В стихах третьей «Воронежской тетради» Мандельштам уже начал готовиться к расставанью. В Воронеже он в последний раз поддается «тоске по мировой культуре» и вступает в общение с любимыми поэтами (Эсхил и Софокл, Данте и Вийон), музыкантами и художниками. Последние пользуются на страницах «Воронежских тетрадей» особенным гостеприимством: Микеланджело, Рейсдаль, Рафаэль, Рембрандт, Брейгель. Этот цикл о художниках Мандельштам — поэт, оторванный от всех картин на свете, — завершает 9 марта 1937 года изображением «Тайной вечери» Леонардо да Винчи. Он стоит перед нею «как мальчик», с холодеющей спиной и «ноющими» глазами, и заклинает «новые раны» старинной фрески.

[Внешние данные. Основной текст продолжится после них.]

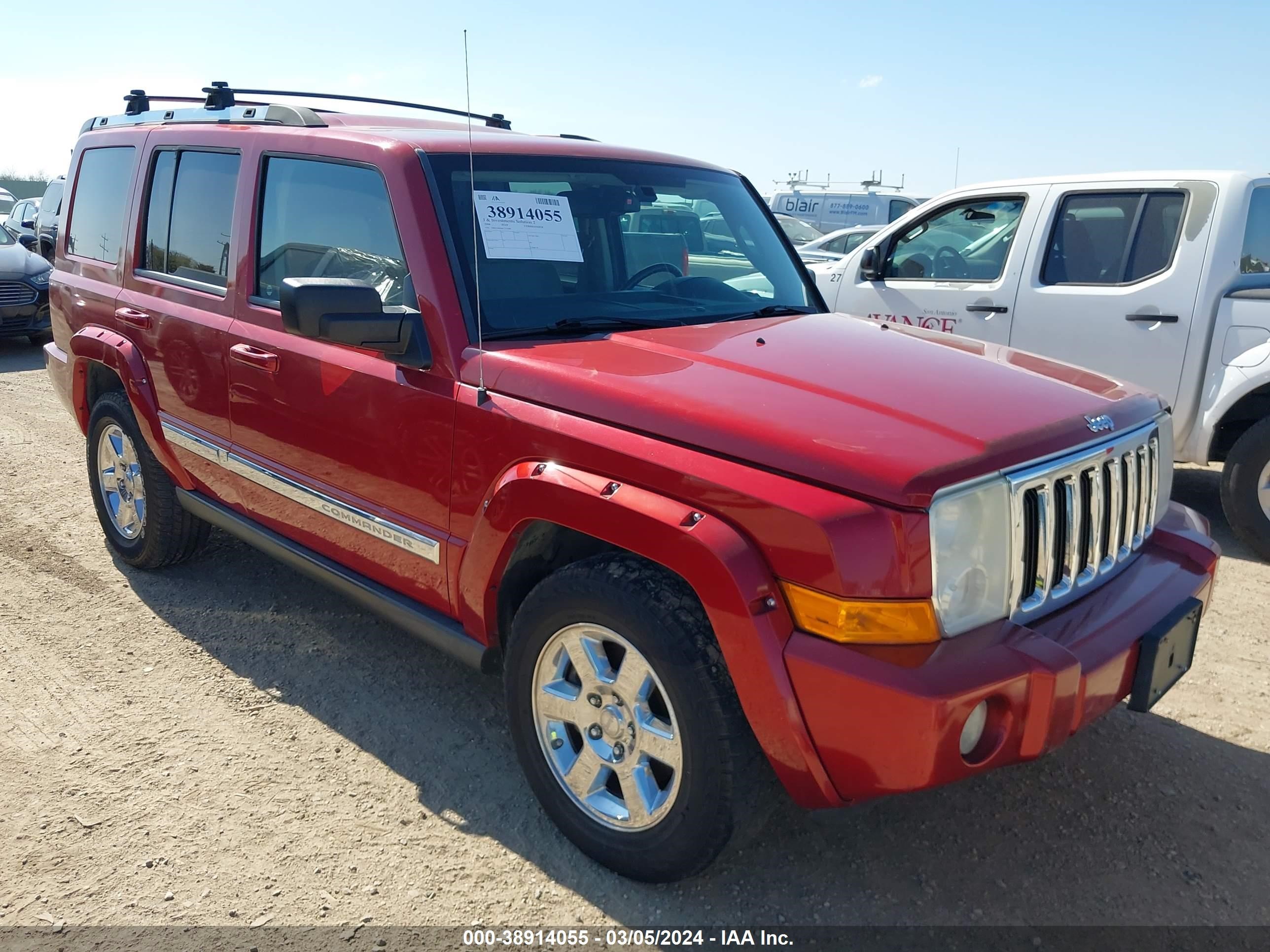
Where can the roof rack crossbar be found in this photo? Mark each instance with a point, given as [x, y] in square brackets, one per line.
[139, 102]
[495, 121]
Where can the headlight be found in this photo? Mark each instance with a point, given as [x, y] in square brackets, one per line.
[971, 556]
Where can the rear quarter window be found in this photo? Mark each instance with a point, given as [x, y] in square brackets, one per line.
[100, 204]
[1255, 258]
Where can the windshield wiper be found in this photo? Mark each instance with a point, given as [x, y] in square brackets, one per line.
[596, 323]
[769, 311]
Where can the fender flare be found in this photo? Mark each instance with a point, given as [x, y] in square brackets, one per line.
[1229, 389]
[97, 344]
[727, 573]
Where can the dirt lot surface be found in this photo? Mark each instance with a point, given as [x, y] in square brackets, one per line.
[225, 743]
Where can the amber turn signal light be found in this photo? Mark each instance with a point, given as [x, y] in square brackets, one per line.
[859, 622]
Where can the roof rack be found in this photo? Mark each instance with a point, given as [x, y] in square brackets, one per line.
[221, 104]
[495, 121]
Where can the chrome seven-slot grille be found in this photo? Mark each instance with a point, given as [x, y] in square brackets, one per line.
[14, 294]
[1080, 518]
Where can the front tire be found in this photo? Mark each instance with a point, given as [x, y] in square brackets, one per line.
[136, 502]
[1246, 488]
[624, 719]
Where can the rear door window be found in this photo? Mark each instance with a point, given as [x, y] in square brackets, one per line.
[1255, 258]
[1113, 238]
[101, 204]
[188, 216]
[327, 220]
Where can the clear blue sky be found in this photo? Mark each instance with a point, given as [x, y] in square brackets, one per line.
[766, 88]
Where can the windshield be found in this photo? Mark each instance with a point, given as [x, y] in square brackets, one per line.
[582, 241]
[799, 232]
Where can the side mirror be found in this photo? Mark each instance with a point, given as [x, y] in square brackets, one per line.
[870, 268]
[346, 311]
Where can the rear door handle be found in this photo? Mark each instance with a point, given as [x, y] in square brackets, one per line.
[130, 315]
[254, 357]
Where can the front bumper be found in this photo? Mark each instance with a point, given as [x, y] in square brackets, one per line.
[887, 721]
[17, 320]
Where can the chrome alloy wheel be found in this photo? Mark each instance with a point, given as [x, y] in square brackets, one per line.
[1264, 490]
[120, 477]
[606, 726]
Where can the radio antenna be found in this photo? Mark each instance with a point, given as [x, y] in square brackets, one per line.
[482, 394]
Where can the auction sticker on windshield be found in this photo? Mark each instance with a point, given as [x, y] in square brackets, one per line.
[525, 225]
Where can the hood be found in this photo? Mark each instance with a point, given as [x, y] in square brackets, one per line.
[872, 409]
[17, 262]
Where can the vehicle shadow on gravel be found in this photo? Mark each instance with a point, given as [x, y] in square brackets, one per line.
[1136, 820]
[18, 354]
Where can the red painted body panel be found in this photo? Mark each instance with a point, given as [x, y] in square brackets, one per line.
[883, 728]
[117, 352]
[811, 457]
[883, 413]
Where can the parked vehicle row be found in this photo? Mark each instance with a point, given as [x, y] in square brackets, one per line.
[685, 521]
[1159, 278]
[21, 221]
[23, 292]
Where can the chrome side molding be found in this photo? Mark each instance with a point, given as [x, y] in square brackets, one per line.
[360, 519]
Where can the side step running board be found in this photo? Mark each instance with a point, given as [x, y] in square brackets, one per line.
[421, 621]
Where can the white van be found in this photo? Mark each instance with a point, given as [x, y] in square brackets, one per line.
[830, 211]
[1158, 278]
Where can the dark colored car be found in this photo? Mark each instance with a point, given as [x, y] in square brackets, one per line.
[698, 531]
[23, 292]
[21, 221]
[46, 221]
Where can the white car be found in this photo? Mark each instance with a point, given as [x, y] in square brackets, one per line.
[1159, 278]
[832, 247]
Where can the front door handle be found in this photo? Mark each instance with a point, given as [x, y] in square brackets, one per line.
[130, 315]
[254, 357]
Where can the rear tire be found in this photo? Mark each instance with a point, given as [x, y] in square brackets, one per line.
[135, 499]
[686, 711]
[1246, 488]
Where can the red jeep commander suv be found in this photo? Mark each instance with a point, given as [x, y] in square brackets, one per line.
[495, 387]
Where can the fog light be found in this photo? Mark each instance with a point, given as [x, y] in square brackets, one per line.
[973, 730]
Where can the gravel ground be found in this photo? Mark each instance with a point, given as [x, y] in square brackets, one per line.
[225, 743]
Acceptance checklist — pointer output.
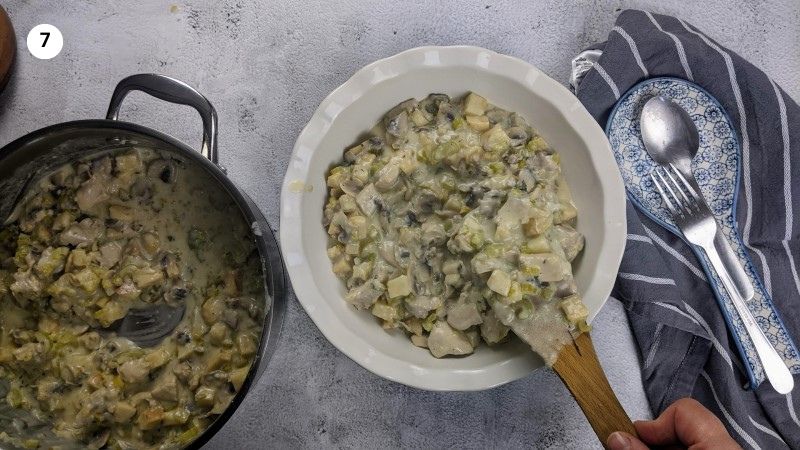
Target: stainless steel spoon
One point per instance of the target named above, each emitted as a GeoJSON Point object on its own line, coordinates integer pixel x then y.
{"type": "Point", "coordinates": [147, 327]}
{"type": "Point", "coordinates": [671, 139]}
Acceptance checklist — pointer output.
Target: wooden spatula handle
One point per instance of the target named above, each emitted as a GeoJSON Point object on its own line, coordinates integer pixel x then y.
{"type": "Point", "coordinates": [579, 369]}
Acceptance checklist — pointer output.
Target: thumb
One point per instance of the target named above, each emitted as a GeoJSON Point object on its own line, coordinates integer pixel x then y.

Мандельштам прощается и с местами, дарившими ему полноту восторга, — очагами той самой «мировой культуры», к которой он всегда стремился. 3 марта 1937 года он создает брызжущее светом стихотворение, в котором прощается с Францией; его собственные воспоминания о пребывании в Париже в 1907–1908 году калейдоскопически сменяются чередой литературных, архитектурных, кинематографических и исторических реминисценций. Здесь — отголоски чаплинского фильма «Огни большого города» и оперы Бизе «Кармен», видения Собора Парижской Богоматери и Эсмеральда, героиня романа Гюго, Тристан и Изольда… (III, 126–127)[379].
А в стихотворении «Рим», написанном 16 марта 1937 года, он прощается с Италией. Правда, облик «вечного города» — и это Мандельштам отмечает с болью — искажен и омрачен фашизмом: присутствием «диктатора-выродка» Муссолини. По улицам города маршируют чернорубашечники, «коричневой крови наемники», «мертвых цезарей злые щенки». А художественный ореол Рима? «Все твои, Микель Анджело, сироты, / Облеченные в камень и стыд» (III, 131).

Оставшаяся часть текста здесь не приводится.